Les femmes, les jeunes, les PME, au centre des priorités

Outre ces actions, et conformément à la vision du Président Idrissa Nassa, le PSD 2025-2029 accorde une place de choix à la formation et à l’insertion des jeunes et des femmes, notamment ceux qui créent et gèrent des PME. A cet effet, il est prévu, entre autres,  un programme de formation des jeunes et des femmes au numérique, un système d’incubation et de mentorat des nouvelles entreprises notamment celles dirigées par des jeunes et des femmes, le conseil et l’orientation vers des sources de financement diversifiées, la sensibilisation sur les incitations fiscales et non fiscales qui sont des opportunités offertes par l’Etat, la création d’une plateforme en ligne dédiée à la mise en relation des PME entre elles et avec des partenaires potentiels, des actions de reconnaissance du mérite.

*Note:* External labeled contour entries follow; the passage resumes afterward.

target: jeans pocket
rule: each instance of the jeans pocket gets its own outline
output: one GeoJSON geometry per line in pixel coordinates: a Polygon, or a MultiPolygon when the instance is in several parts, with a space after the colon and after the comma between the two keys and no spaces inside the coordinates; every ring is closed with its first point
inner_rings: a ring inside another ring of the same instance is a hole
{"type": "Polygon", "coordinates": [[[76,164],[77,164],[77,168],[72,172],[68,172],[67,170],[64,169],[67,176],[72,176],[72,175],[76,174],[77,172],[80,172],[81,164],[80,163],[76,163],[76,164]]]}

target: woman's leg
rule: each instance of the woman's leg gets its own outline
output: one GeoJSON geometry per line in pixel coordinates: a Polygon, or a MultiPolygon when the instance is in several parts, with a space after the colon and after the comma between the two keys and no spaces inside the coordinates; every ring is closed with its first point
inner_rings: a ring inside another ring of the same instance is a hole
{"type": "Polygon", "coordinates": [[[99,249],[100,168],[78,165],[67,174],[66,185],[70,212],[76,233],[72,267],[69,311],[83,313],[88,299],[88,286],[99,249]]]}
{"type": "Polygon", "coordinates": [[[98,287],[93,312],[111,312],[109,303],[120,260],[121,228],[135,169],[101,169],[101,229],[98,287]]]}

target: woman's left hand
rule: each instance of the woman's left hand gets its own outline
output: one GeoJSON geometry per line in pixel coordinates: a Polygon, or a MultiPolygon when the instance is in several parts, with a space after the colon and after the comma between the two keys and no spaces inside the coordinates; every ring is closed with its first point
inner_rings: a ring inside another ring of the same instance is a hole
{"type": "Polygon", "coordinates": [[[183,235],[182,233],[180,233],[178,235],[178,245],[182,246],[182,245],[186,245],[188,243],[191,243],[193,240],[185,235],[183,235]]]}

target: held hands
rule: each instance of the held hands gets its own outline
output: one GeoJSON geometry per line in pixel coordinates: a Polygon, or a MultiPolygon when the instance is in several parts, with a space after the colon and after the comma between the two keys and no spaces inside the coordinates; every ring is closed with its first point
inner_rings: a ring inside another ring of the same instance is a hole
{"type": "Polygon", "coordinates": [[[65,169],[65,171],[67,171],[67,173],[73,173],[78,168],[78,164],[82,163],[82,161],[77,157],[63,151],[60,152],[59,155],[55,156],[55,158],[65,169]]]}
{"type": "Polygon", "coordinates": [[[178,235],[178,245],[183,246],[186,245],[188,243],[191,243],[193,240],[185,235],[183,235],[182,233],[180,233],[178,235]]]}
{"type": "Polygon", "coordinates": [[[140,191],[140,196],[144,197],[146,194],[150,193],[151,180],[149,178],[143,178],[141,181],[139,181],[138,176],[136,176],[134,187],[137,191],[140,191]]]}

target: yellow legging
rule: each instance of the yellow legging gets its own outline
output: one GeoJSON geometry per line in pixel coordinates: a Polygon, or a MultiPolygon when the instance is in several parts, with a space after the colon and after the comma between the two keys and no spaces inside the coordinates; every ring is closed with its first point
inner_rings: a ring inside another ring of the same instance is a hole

Autant d’initiatives qui cadrent avec la vision de celui qui avait promis lors de son installation qu’il ne sera « pas le patron des patrons, mais le serviteur de tous les patrons, qui sera aussi à l’écoute des travailleurs, pour qu’ensemble nous préservions et pérennisions l’entreprise et l’emploi, pour une transformation structurelle de notre économie ». Ce Plan stratégique prend en compte les 24 recommandations et les 9 résolutions issues des états généraux du secteur privé organisés à l’occasion du cinquantenaire du Patronat burkinabè ; et il est en phase avec les priorités nationales en matière d’investissement souverain, d’offensive agro-sylvo-pastorale, d’investissement international, etc.

Ambitieux programme de développement en cohérence avec les besoins et réalités du secteur privé burkinabè, la réussite de la mise en œuvre de ce Plan est tributaire « en grande partie du fonctionnement du dispositif associé de suivi-évaluation ». Mais pas que. « Le succès recherché dépend également de la mobilisation des membres autour du Bureau élu et enfin de l’appui de l’Etat notamment en permettant au secteur privé d’occuper toute sa place comme moteur de la croissance économique du pays », a conclu M. Nakoulma.